The last option I’ve seriously considered is Mono for Android.  Any of the options in this article could probably fill an entire blog post with pros and cons, but Mono in particular is an interesting beast to me because I’ve come from a .NET background.  The main problem with Mono is that it is such a niche technology and is pretty much owned by Xamarin.  Although Xamarin has some very smart people running it, the company is less than a year old and I haven’t seen wide adoption of their technologies.  In the development blogs I read, there is rarely discussion of them at all.  It just feels like a big risk at this point.  The $800 per developer (to get both iOS and Android) is negligible relative to the potential development losses.

On the other hand, JavaScript and HTML, are free and being adopted by everybody.  In case you’ve been living under a rock for the past few years, JS isn’t a toy language anymore.  There are plenty of serious frameworks aimed at creating professional, maintainable code in JavaScript.  Windows 8 is favoring JS and HTML as the primary mode of delivering windows out-of-the-browser apps.  Adobe is killing off mobile Flash in favor of JS and HTML, Google uses little else, and Microsoft probably will not be offering a Silverlight version after (the current) v5.

How can you really go wrong?  If PhoneGap miraculously disappears, you can (obviously) run your app’s hardware agnostic code in the browser.  You can consider Rho Elements if you have to port your code as quickly as possible, or you can reuse your business logic in Appcelerator.  You can even reuse your client side business logic on the server if you like (using Node.JS).

Of course, the mobile development community changes so quickly that I could be laughing ruefully at this post next year.

A New Application Effort from VeeCollective (and Me)

My friends at VeeCollective proposed that we begin work together on something fresh and sparkly.  We all feel the need to rumble in the mobile dev bandwagon.

It seems though that the most difficult part of writing something that smells like rainbows is, in fact, to think of something fresh and lively.

At first, we felt certain that we should develop a real estate app.  We wanted to create code that would allow us to circle a spot on a map and find all the desperate souls trapped there in potential foreclosures.  Their tormented need would bubble up through iOS and Android portals everywhere to help our users take advantage of their misfortunes.

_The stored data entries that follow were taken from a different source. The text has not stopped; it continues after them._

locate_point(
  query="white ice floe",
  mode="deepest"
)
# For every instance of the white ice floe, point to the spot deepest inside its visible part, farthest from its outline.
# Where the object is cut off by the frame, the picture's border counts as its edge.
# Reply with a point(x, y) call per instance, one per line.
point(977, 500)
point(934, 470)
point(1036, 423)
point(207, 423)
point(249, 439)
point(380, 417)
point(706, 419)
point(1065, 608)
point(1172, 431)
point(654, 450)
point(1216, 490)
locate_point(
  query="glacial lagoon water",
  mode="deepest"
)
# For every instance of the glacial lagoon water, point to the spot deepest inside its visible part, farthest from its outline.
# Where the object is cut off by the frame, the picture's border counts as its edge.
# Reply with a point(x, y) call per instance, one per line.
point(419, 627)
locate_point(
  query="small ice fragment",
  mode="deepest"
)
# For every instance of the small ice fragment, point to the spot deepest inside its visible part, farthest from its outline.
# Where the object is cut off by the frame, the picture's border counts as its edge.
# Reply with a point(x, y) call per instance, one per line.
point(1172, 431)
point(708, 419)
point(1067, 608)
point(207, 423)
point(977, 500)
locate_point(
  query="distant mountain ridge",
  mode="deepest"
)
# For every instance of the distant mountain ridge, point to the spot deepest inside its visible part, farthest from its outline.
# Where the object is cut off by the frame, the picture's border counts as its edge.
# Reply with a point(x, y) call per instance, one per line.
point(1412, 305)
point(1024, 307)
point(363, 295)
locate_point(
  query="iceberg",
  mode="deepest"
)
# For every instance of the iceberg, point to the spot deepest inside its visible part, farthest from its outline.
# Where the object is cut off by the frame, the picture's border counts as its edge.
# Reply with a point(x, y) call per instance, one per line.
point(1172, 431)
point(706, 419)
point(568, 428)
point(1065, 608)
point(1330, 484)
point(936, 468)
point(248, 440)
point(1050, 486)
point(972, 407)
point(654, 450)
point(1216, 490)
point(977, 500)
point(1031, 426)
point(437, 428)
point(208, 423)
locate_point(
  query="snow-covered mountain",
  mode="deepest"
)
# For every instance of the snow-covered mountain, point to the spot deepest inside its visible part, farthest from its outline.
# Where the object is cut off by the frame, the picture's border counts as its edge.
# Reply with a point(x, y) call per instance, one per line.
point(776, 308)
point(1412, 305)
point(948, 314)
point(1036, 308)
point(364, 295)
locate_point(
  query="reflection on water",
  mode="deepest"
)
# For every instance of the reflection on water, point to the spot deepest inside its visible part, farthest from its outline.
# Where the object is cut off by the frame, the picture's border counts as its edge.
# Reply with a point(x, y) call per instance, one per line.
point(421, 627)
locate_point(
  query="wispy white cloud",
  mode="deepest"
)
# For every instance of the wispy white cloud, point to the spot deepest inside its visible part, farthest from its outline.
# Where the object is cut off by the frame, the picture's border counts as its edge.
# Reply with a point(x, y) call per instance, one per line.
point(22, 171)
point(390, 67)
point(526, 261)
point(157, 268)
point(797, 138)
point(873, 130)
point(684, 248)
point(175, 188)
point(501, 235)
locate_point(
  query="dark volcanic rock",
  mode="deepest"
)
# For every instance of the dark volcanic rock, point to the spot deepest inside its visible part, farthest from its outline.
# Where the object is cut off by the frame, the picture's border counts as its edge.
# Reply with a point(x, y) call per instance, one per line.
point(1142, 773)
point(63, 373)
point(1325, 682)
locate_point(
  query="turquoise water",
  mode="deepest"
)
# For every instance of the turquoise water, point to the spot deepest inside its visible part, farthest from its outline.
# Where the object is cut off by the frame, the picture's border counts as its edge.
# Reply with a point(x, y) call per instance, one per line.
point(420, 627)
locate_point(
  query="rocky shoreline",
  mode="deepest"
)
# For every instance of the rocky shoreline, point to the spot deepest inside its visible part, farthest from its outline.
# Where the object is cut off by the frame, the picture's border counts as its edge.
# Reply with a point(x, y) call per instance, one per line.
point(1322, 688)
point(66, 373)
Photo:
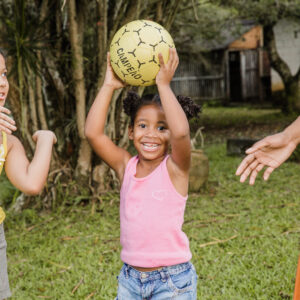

But then we decided, no … too Dante.  What we needed was something that would make people happy on both ends of the interface.  To that end, we decide on building Six Degrees … or Integrity … or ….  Turns out the second most difficult part of creating this app is thinking of something to call it.

The idea is to open source an app that is a little bit like DropBox in that it would provide users with their information anywhere.  The major difference is that the application would integrate directly with other apps that provide the information, reach in and (at user discretion) change the structure of the information to be consistent across platforms and applications.

So for instance, if you had a task hierarchy set up in Outlook, the app would replicate that structure in iCloud or Google or Remember the Milk or whatever app somebody feels like writing an interface for.  The intent is to write the application backbone in a way that encourages other open source (or private) developers to create their own application interfaces.

Oh, and did I mention we want to write the synchronization to be full mesh?  No central repository that forces users to pay for storage.

Oh yeah, and we would like to provide a complete indexing of the content, so that in our spiffy hierarchical interface, when looking at a contact (for instance) the most relevant, related data would bubble up and cling to that contact with little gossamer threads.

I’d say we’ve got our work cut out for us.